I have questions about Larry Culp’s $47 million payday at General Electric Co.
GE last week hit the share performance threshold that triggers the first tier of a one-time equity grant for Culp that could ultimately amount to as much as $230 million, according to a Bloomberg News analysis. The bonus was originally set up when Culp was named chief executive officer in 2018. It was meant to reward the former Danaher Corp. CEO for taking on the stewardship of a company whose best days looked to be behind it and to incentivize him to follow through on a turnaround job that at times has seemed impossible. One of those times was earlier this year, when the pandemic engulfed the crown jewel aviation unit that had been the company’s salvation through years of woes in the gas turbine and insurance businesses. With this unprecedented and unpredictable event upending the first tangible signs of stabilization at GE, it felt fair to give Culp some more time to steer the company into a better direction. So in August, the company rejiggered the terms of the pay package.

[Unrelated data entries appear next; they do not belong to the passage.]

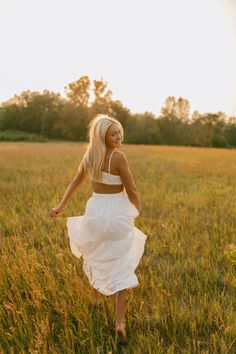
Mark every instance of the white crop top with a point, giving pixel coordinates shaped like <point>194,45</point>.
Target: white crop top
<point>108,178</point>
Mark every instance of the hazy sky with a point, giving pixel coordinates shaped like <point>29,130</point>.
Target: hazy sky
<point>145,49</point>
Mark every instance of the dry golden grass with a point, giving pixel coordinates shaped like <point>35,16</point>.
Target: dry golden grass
<point>186,300</point>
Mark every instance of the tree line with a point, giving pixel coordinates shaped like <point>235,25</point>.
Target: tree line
<point>52,116</point>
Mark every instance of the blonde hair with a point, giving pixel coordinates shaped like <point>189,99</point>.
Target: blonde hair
<point>95,154</point>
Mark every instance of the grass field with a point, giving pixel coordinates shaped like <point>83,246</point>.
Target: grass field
<point>186,301</point>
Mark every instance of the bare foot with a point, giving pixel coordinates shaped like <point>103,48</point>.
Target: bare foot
<point>96,300</point>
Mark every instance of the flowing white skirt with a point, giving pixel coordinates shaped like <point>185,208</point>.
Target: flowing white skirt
<point>109,242</point>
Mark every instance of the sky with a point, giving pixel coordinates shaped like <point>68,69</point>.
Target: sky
<point>146,50</point>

GE’s board extended Culp’s contract through at least 2024 with an option for a one-year extension, giving him a few extra years for his turnaround efforts to yield results; fine. But it made the curious decision to also lower the stock performance thresholds. The trigger for the lowest tier of Culp’s pay package dropped to about $10 from nearly $19. As long as Culp could keep GE’s stock price in the $10 range for a month, he would lock in a payout of at least $47 million. In August, GE’s stock price was hovering around $6, so getting to $10 required a significant rally. But as I wrote at the time, considering Culp had five years to hit that target and the stock traded higher than that when he took over, it hardly felt aspirational enough to warrant a $47 million payday. It turns out Culp only needed four months, not five years, to hit the target after a furious fourth-quarter rally on vaccine optimism and an improving outlook for free cash flow.